Samedi matin, un impressionnant dispositif policier était de nouveau déployé dans tous les quartiers contestataires de la capitale. Des petits groupes de manifestants ont néanmoins tenté de se rassembler, notamment à Cibitoke et Kanyosha. Le parti présidentiel CNDD-FDD a pu organiser sans incident un meeting dans le quartier de Kanyosha.

Appel à la mobilisation

Les leaders du mouvement anti-troisième mandat ont appelé à une mobilisation maximale pour "dire clairement à Nkurunziza que le match est fini", en un "moment décisif" à moins de 24 heures du sommet de Dar-Es-Salaam, en Tanzanie, où les chefs d’État d'Afrique de l'Est se réunissent une nouvelle fois sur la crise. Tous les yeux seront tournés vers ces présidents, qui devraient demander un report des élections à défaut de prendre clairement position sur le nœud du problème: le troisième mandat.

L'ONU a dit vendredi espérer que le sommet donnerait un "nouveau souffle" au difficile "dialogue politique" interburundais en cours depuis deux semaines.

On ignorait samedi si le président Nkurunziza ira en personne en Tanzanie.
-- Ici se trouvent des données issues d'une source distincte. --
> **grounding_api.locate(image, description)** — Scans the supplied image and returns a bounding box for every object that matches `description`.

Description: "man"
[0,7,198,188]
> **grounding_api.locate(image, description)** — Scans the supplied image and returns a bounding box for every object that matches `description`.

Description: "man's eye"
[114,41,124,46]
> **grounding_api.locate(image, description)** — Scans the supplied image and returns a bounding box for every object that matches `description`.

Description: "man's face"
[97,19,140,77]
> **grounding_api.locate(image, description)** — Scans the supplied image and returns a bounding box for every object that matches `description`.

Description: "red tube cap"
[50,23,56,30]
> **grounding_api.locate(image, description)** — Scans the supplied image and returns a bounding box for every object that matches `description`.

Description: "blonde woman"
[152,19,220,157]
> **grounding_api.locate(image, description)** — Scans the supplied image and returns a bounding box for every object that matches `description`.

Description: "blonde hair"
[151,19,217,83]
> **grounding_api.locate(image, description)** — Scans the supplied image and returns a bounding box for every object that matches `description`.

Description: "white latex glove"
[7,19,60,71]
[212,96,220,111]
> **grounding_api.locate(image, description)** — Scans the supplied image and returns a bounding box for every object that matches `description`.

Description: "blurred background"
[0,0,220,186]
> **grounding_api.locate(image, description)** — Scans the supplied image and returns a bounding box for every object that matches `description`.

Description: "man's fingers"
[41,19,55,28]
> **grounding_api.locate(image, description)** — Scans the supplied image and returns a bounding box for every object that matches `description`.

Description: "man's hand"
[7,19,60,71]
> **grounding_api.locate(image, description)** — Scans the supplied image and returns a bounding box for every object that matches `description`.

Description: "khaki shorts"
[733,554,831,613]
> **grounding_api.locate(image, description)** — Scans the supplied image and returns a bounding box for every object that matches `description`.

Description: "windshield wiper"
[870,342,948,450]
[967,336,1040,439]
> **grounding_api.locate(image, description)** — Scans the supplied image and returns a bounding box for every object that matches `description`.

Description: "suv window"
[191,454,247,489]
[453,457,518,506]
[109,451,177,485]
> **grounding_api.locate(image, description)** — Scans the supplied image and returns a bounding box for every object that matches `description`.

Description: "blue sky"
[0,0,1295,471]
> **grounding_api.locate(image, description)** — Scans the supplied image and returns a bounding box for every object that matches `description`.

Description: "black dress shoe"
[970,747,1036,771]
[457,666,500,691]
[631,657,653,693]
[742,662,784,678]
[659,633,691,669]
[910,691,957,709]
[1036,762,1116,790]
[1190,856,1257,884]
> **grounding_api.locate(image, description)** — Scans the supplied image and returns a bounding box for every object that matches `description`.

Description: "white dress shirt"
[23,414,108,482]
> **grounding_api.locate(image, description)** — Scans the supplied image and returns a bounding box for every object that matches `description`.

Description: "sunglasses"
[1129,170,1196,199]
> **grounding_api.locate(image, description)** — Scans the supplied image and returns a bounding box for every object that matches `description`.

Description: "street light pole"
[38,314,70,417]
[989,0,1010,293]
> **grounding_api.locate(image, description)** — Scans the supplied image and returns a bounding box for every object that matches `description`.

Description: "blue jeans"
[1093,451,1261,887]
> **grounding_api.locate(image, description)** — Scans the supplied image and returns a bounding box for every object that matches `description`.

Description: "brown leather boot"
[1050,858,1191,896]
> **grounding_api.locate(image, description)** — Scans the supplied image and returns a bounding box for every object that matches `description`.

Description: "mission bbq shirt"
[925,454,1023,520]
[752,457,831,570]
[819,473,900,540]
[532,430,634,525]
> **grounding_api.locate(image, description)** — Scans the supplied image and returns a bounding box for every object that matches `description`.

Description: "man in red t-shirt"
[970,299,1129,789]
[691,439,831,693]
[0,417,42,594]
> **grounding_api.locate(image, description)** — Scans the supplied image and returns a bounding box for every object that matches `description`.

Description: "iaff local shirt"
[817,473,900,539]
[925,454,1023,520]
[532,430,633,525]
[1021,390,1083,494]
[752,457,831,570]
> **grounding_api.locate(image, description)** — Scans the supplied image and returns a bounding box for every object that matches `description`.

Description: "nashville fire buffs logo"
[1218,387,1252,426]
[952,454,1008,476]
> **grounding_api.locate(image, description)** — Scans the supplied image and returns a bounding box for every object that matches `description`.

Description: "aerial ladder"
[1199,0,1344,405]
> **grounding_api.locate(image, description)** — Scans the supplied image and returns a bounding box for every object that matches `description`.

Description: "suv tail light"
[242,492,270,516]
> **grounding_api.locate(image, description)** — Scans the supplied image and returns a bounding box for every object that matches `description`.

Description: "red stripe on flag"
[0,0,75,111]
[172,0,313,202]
Le premier sommet, le 13 mai, avait été bouleversé par une tentative de coup d'Etat militaire. Le retour de M. Nkurunziza dans son pays avait précipité l'échec du putsch, sans étouffer la fronde dans les rues.

Le sommet s'est ouvert dans l'après-midi, au niveau des ministres des Affaires étrangères, selon un correspondant de l'AFP. Les chefs d'Etats se réuniront dimanche.